Après le baptême de ces cinq mille personnes et au-delà, tandis qu'ils rendaient tous des actions de grâces au Seigneur pour ce grand bienfait, les apôtres se mirent en prière et se préparèrent avec tous les autres fidèles à recevoir la sainte communion; ils se prosternèrent à terre, adorèrent la bonté infinie de Dieu, et confessèrent leur indignité pour recevoir un don si ineffable. Ensuite ils récitèrent les cantiques et les psaumes que le Seigneur avait dits. Alors saint Pierre prit dans ses mains le pain préparé, et élevant les yeux au ciel avec une grande dévotion et un profond recueillement, il prononça sur le pain les divines paroles de la consécration du corps sacré de Jésus-Christ. Le cénacle à l'instant fut rempli d'une grande splendeur visible à tous, et d'une multitude infinie d'anges, et à la vue de tous les assistants, cette divine lumière se dirigeait spécialement vers la grande reine. Aussitôt saint Pierre consacra le vin dans le calice, et continua avec le corps sacré et le sang précieux les mêmes cérémonies que le sauveur, c'est-à-dire il les éleva, afin que tous les adorassent.

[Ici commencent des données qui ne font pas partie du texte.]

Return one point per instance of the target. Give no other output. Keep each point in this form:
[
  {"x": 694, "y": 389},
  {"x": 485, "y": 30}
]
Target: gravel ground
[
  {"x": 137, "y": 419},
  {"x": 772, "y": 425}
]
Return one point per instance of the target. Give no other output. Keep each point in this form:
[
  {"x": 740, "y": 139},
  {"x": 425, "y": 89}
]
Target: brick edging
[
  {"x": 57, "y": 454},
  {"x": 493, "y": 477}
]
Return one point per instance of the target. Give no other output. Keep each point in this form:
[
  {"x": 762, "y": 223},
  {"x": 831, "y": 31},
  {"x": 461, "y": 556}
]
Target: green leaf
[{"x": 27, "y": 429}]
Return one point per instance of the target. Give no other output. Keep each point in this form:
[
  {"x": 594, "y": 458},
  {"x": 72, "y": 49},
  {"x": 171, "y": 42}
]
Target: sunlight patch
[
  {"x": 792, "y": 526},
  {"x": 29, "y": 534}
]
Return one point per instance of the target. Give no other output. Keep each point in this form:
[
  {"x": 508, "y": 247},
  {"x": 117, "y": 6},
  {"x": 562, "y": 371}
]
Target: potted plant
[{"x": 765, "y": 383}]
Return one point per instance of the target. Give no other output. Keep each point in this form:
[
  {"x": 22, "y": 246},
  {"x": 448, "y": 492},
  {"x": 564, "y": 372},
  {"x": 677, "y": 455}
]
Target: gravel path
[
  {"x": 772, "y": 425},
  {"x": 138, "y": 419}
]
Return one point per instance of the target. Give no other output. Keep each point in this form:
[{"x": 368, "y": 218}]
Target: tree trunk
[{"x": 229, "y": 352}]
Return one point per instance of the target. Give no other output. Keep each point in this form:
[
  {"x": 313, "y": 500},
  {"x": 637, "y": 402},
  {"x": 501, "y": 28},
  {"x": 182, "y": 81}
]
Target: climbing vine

Après cela, il se communia lui-même, et ensuite il communia tous les autres apôtres, selon que la sainte Vierge l'avait réglé; ensuite la divine mère communia des mains de saint Pierre, les esprits célestes étaient là présents avec un ineffable respect. Avant d'arriver à l'autel, la grande reine fit trois actes d'humilité, elle se prosterna la face contre terre, au grand étonnement de ses anges gardiens et à l'édification des assistants qui en furent attendris. La grande reine retourna aussitôt toute recueillie et ravie dans le Seigneur au lieu où elle était auparavant. Il n'est pas possible d'expliquer par des paroles les effets divins qu'opéra dans cette grande créature cette sainte communion; car elle fut toute transformée, élevée et absorbée dans l'embrasement du divin amour de son très-saint fils, qu'elle avait reçu dans son coeur si pur.

Lorsque la divine reine fut ainsi élevée, les saints anges l'environnèrent par sa volonté, afin que les assistants ne connussent des effets divins que ce qu'il était convenable qu'ils découvrissent.

Après la sainte communion de la reine des anges, les autres fidèles communièrent; mais des cinq mille qui avaient été baptisés, mille seulement reçurent la sainte communion, parce que les autres n'étaient encore suffisamment disposés et préparés. La manière de donner la communion ce jour là, fut celui-ci: saint Pierre communia les apôtres, la sainte Vierge, et tous ceux qui avaient reçu l'Esprit-Saint, sous les deux espèces du pain et du vin. Les fidèles qui avaient été baptisés auparavant reçurent la sainte communion sous les seules espèces du pain. Cette différence n'eut pas lieu, parce que les nouveaux fidèles étaient moins dignes de recevoir une espèce que l'autre, mais parce que les apôtres savaient que sous toutes les saintes espèces on recevait également Jésus dans le saint Sacrement, d'autant plus qu'il n'y avait pas de précepte de communier sous les deux espèces. Après la sainte communion, saint Pierre termina les saints mystères par des oraisons et des psaumes en action de grâce. Ensuite ils demeurèrent quelque temps en prière. La grande reine rendit des actions de grâces au Très-Haut au nom de tous; la divine Majesté y prit ses complaisances, elle agréa et accepta les prières que sa bien-aimée lui fit, pour tous les fidèles présents et futurs de la sainte Église.